Let’s start our final day of Supergroup Week with the band that started my own deep dive into supergroups…
The origin story of The Jaded Hearts Club is so pure of heart (just look how happy they look above!). Jamie Davis, co-owner of Transcopic Records, wanted a Beatles cover band for his birthday party, so he recruited his musical friends, Matt Bellamy (of Muse), Nic Cester (of Jet), Graham Coxon (of Blur and co-owner of Transcopic), Miles Kane (of Last Shadow Puppets), and Sean Payne (of the Zutons), to help him out. After that initial foray into covers, the band released a cover album in 2020, expanding beyond the Beatles.
This inspired me to look into other supergroups, their origin stories, and the musical networks that create them. What musicians have a day job as musicians but still have creativity overflowing to pour into side projects? There’s an extra layer when supergroups cover other musicians’ work (I’m not including when they cover songs originally by members from their formal musical careers). Cover bands are the ultimate anti-ego; they’re paying their respects to music that has influenced them.
The Jaded Hearts Club – Hey Bulldog (The Beatles cover)
This is one of those songs where The Beatles truly “rocked” (just listen to that guitar solo), so it’s a great choice for this collection of rockstars to take on. The Jaded Hearts Club’s version does in fact come off as a little more jaded than the original, a little more biting, if you will. Despite this slightly different energy, it’s great to hear some playfulness maintained, complete with barking mid-way through. We don’t get the back and forth spoken vocals at the end, but ending with a mini-jam lets all of the supergroup members in on the fun.
The Jaded Hearts Club (with Paul McCartney) – Helter Skelter (The Beatles cover)
I don’t care how super your group is, a cameo appearance from Paul McCartney himself is a dream come true. There is an awkward interlude where Paul doesn’t know what to do with himself (I love the YouTube comments that are like “just give Paul the mic already!!”), but then the mic is ceded, he takes over, and balance is restored in the universe. They even give him a bass at some point. Honestly, I’m not even deeply listening to the cover, I’m distracted by all of the energy on the stage. I just love how they are all just casually rocking out, unfazed covering The Beatles with Paul *right there.* Contrast this cover with another “Helter Skelter” by yet another supergroup, The Dead Daisies, made up of an ever-changing line up with members from INXS, Guns & Roses, and Black Sabbath to name a few.
The Jaded Hearts Club – Gloria (Them cover)

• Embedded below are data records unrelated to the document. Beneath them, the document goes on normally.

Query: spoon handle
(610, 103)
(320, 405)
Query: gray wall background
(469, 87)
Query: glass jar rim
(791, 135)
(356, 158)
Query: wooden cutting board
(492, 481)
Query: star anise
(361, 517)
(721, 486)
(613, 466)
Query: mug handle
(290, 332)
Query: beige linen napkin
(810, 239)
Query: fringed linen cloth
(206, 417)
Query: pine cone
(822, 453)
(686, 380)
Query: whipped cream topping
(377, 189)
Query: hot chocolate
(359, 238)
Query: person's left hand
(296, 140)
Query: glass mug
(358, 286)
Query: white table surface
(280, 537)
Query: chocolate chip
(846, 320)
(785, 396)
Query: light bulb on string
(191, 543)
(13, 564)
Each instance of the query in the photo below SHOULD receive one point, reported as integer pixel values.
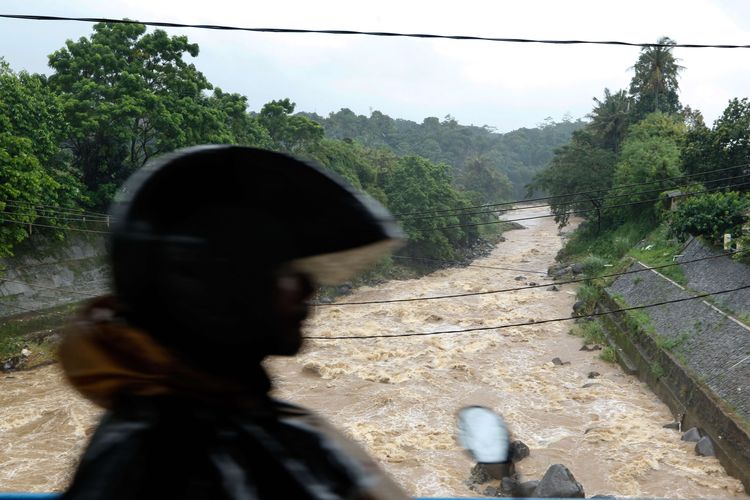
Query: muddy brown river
(398, 397)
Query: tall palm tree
(610, 118)
(654, 84)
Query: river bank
(398, 397)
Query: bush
(608, 354)
(709, 215)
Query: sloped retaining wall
(47, 273)
(696, 359)
(716, 274)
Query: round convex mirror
(483, 433)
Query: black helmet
(199, 233)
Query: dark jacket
(174, 432)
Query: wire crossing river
(398, 397)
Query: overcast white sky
(506, 86)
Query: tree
(710, 215)
(578, 176)
(130, 95)
(650, 154)
(34, 181)
(418, 185)
(482, 177)
(610, 119)
(289, 132)
(654, 85)
(244, 129)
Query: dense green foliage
(125, 94)
(511, 159)
(33, 173)
(640, 144)
(710, 215)
(654, 85)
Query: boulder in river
(558, 270)
(484, 473)
(578, 308)
(525, 489)
(518, 451)
(705, 447)
(558, 482)
(577, 268)
(593, 347)
(692, 435)
(509, 485)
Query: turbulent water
(398, 397)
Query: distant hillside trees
(512, 158)
(641, 143)
(36, 184)
(123, 95)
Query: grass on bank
(33, 331)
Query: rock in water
(518, 451)
(509, 485)
(484, 473)
(705, 447)
(578, 308)
(577, 268)
(692, 435)
(558, 482)
(526, 489)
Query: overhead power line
(83, 216)
(525, 323)
(577, 212)
(389, 34)
(577, 193)
(572, 212)
(465, 264)
(58, 289)
(589, 200)
(525, 287)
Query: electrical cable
(578, 212)
(97, 217)
(389, 34)
(62, 228)
(56, 217)
(526, 323)
(543, 198)
(590, 200)
(525, 287)
(42, 287)
(54, 209)
(574, 212)
(458, 263)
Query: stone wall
(696, 358)
(46, 273)
(713, 275)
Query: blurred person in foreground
(215, 251)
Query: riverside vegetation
(123, 94)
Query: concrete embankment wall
(693, 355)
(46, 273)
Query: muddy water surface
(398, 397)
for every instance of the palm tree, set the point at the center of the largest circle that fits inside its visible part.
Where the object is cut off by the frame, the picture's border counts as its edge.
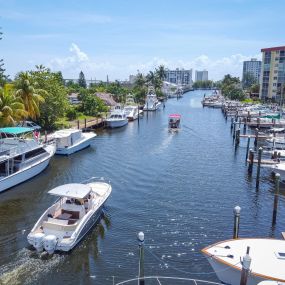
(30, 96)
(140, 80)
(11, 108)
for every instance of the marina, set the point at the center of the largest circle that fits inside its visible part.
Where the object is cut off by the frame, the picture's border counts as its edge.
(179, 188)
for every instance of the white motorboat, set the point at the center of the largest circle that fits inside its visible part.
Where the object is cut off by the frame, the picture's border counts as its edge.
(117, 118)
(69, 141)
(267, 259)
(22, 156)
(151, 102)
(63, 225)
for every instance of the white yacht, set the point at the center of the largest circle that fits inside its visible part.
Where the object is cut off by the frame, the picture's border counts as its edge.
(22, 156)
(151, 102)
(69, 141)
(117, 118)
(267, 259)
(63, 225)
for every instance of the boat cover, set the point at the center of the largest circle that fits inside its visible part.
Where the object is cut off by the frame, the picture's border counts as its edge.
(72, 190)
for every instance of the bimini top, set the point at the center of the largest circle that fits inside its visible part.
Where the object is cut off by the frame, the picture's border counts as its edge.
(176, 116)
(15, 130)
(72, 190)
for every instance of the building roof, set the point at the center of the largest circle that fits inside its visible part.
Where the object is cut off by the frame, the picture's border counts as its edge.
(273, 49)
(15, 130)
(107, 98)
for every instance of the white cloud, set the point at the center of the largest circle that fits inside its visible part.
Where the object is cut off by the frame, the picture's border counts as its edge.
(122, 67)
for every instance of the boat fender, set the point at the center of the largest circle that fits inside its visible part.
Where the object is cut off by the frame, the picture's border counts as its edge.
(50, 242)
(38, 242)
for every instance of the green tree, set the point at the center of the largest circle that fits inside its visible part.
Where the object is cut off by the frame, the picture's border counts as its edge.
(81, 80)
(30, 95)
(12, 108)
(55, 96)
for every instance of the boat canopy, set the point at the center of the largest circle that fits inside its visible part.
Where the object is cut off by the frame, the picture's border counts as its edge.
(72, 190)
(15, 130)
(175, 116)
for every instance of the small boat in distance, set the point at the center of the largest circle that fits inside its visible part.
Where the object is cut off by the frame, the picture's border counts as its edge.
(117, 118)
(131, 110)
(174, 122)
(22, 156)
(151, 102)
(64, 224)
(267, 259)
(69, 141)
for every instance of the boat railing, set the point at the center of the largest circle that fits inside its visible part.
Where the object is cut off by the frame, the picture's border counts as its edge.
(96, 179)
(159, 279)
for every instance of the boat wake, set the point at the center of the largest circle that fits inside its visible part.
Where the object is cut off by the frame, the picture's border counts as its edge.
(165, 143)
(26, 267)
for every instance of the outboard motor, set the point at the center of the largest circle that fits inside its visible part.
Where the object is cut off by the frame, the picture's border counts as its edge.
(50, 242)
(38, 241)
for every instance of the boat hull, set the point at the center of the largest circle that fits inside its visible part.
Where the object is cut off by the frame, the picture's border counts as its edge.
(116, 123)
(230, 275)
(24, 174)
(76, 147)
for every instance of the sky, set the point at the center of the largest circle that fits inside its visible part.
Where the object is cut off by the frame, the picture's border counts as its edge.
(121, 37)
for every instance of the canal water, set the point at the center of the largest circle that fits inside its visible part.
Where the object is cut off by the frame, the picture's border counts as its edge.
(178, 188)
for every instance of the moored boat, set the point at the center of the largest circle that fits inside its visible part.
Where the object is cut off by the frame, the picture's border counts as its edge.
(69, 141)
(117, 118)
(267, 259)
(63, 225)
(22, 156)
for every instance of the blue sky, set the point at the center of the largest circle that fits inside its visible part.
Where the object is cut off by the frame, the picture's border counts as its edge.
(119, 37)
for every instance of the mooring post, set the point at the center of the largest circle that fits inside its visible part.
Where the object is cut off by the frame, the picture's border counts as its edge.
(256, 137)
(234, 130)
(247, 148)
(237, 136)
(276, 196)
(258, 166)
(251, 158)
(237, 210)
(141, 261)
(138, 114)
(246, 261)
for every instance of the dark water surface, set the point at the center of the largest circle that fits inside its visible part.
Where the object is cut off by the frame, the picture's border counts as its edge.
(180, 189)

An early member of the list of songs that teach us how to spell something, “Gloria” is a staple for bands and new musicians thanks to its simple three chord structure and relatively mild tune, range wise. Apparently even pros appreciate the simplicity. The Jaded Hearts Club add a call and response as they introduce their baby, but otherwise prepare a faithful cover.
The Jaded Hearts Club – Reach Out I’ll Be There (Four Tops cover)
Up until now, the covers chosen have fallen in the supergroup members’ rock wheelhouses, but in this cover they step outside of the genre box. Even with a little extra edge, this version maintains its jauntiness. This music video also feels like one you may make with your friends (tag yourself: I’m “tambourine in nature”).
The Jaded Hearts Club – Nobody But Me (The Isley Brothers cover)
Now that you know that The Jaded Hearts Club are capable of covering the Four Tops, the Isley Brothers doesn’t feel like too much of a stretch. Plus this song choice really leans into the cheesy cover band narrative (is “Shout!” next?), but in the best way. The back-and-forth vocals gives everyone a chance at the mic. The instrumental break in the middle is a real departure from the original before getting back to all of those “no no”s.